5.3 Transactional aggregators
Deepen the “last-mile” complexity — loyalty tiers, insurance add-ons, friction-free refunds. Negotiate exclusive inventory or pricing so the assistant must hand off to you.
5.4 Final products & services
Instrument public perception: structured docs, changelogs, thought-leadership podcasts and Wikipedia pages are raw material for answers. Offer official MCPs for LLMs to consume so that your service is the default executor.
6. “But we’re the product — surely we’re safe?”

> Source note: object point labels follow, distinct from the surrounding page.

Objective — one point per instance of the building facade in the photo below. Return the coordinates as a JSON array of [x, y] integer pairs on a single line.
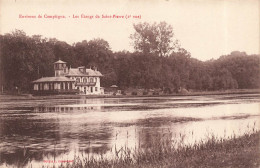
[[70, 80]]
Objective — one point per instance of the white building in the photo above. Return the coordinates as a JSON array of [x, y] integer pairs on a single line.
[[70, 80]]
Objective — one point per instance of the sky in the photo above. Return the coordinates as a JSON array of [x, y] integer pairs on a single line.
[[205, 28]]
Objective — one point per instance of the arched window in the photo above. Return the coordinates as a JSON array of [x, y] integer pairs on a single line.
[[85, 80]]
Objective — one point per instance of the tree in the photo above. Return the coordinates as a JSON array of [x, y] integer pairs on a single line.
[[154, 38]]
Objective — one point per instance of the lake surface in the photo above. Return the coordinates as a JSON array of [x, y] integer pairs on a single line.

Not necessarily. Stack Overflow faces existential substitution; Shutterstock combats Midjourney. The physical world is safer but not immune — price compression arrives even if the service itself remains irreplaceable.
Think of risk this way:
- Replacement risk for purely digital utilities.
- Margin risk for physical or specialised providers (restaurants, plumbers, architects) as assistants comparison-shop on the user’s behalf.
- Distribution risk for everyone — because the front-end has moved.
7. The interface shift: AI models are your new front-end
A few years ago SEO conferences buzzed, “Some day we’ll pass all our structured data straight to the search engine via Schema.org.” We were half right. We are handing data to machines — but via 24/7 scraping, not neat JSON-ld alone. Schema.org still helps, yet what truly matters is that your content is readable, crawlable and refreshable for the LLM that now greets the user.
The assistant is the storefront; your page is the warehouse.
Treat every paragraph like an API response, every price update like a feed, every review like reputation score.
8. Monday-morning checklist
Here’s what you can do next:
- Open your robots.txt in a browser — if you see Disallow: / for GPTBot, CCBot, or Anthropic-ai, fix it.
- Check your server logs or dashboard for AI user-agents. Identify rate limits, errors and more.
- Ensure XML sitemaps are citated in your robots.txt, and that they reflect changes within hours.
- Switch critical pages to server-side rendering (or static generation). Yes, AI bots can’t see client-side rendered content for now.
- List proprietary data assets sorted by update frequency; build feeds for the top three.
- Draft and ship one assistant MCP. Early shelf-space still matters.
- Segment AI traffic in analytics so you can show ROI on these efforts.
Feel free to read my full guide on the topic of SEO for AI chatbots.
Closing thought
The history of the Internet is one of relentless abstraction. First we abstracted away printing presses, then delivery trucks, then storefronts. Large-language models abstract the final mile of attention — the very act of reading, searching, comparing.
If users increasingly begin (and sometimes end) their journeys inside a dialogue, the quality of your schema markup is table-stakes. Survival depends on whether the model needs you: unique data, trusted execution, or real-world experience.
Everything else is up for grabs.
¹ All credit for the terminology and original insight on Aggregation Theory to Ben Thompson, Stratechery.